また、この女化神社の住所は龍ヶ崎市馴馬町5387となっていますが、位置的には牛久市になります。

牛久市のなかにあるにもかかわらず、飛び地の形で住所はあくまでも龍ヶ崎市になっているのです。

今回は、この女化神社をレポートしてみたいと思います。

一の鳥居から林に囲まれた参道が延々と続きます

女化神社の一の鳥居
女化神社の参道の手前にある一の鳥居です。

同じ位置に2本の鳥居が立っているので、両方とも一の鳥居と呼んでいいのかどうか分かりませんが、ちょっと珍しい形だと思います。

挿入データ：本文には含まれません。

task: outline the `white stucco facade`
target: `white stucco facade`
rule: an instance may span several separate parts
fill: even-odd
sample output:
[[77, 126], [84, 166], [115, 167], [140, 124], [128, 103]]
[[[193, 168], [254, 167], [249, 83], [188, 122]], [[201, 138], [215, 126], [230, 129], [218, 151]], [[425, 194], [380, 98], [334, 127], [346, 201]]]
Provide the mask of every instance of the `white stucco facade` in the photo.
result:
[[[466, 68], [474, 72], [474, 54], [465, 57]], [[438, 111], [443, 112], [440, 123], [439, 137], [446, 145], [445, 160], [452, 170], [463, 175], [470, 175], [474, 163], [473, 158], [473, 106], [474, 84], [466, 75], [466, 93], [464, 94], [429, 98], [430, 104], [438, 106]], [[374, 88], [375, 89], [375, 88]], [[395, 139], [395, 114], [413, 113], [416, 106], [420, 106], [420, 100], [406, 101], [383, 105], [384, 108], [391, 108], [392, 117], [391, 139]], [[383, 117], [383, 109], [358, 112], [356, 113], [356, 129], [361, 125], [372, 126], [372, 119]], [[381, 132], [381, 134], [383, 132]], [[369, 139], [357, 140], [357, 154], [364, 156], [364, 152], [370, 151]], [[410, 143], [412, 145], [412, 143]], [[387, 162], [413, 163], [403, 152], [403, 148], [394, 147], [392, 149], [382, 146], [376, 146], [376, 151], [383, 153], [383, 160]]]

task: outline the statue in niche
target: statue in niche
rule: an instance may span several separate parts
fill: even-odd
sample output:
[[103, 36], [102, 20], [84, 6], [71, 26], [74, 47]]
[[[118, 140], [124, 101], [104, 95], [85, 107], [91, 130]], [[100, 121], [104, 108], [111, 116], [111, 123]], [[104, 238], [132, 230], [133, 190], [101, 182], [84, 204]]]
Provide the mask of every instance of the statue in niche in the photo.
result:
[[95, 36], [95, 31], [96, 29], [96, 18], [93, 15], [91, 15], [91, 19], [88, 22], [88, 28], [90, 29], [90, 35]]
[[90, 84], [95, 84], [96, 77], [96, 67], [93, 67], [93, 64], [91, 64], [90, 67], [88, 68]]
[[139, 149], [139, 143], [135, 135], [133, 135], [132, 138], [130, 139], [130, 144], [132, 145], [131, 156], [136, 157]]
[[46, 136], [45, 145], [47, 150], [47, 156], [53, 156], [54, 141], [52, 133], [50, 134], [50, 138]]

一の鳥居を抜けると、林の中をながい参道が伸びています。

女化神社の林の中にある参道

林の中の参道をそのままずっと歩いて行くと、前方に二の鳥居らしきものが見えてきます。

女化稲荷神社の参道の途中

社号標には女化稲荷神社と記載されています

二の鳥居と社号標
二の鳥居のところまで来ると、右側に「女化稲荷神社」と書かれた社号標が建っています。

これを見ると、「女化稲荷神社」が正式な名称のような気がしますが、正式な名称はあくまでも「女化神社」のようで、茨城県神社庁のホームページでも神社名は「女化神社」となっています。

しかし、社号標に「女化稲荷神社」と書かれているということは、地元の人たちにはそう呼ばれることが多いのでしょう。

参考:女化神社~茨城県神社庁

二の鳥居を抜けて道路を渡ると、朱塗りの三の鳥居があらわれます。

この三の鳥居から先の参道は、石畳になっています。

女化神社の三の鳥居

さらにそのすぐ先に四の鳥居があります。

四の鳥居

参道にたくさんの鳥居があるのはお稲荷さんの特徴で、いくつもの鳥居をくぐりながら参道を歩いていきます。

参道の途中にある鳥居

女化神社からご利益をいただいた方が、これらの鳥居を奉納したのでしょう。

女化神社の奉納されたたくさんの鳥居

女化神社の名前の由来となったキツネの恩返しの伝説

女化神社の社務所
たくさんの鳥居をくぐりながら石畳の参道を歩いて行くと、途中の左側に女化神社の社務所があります。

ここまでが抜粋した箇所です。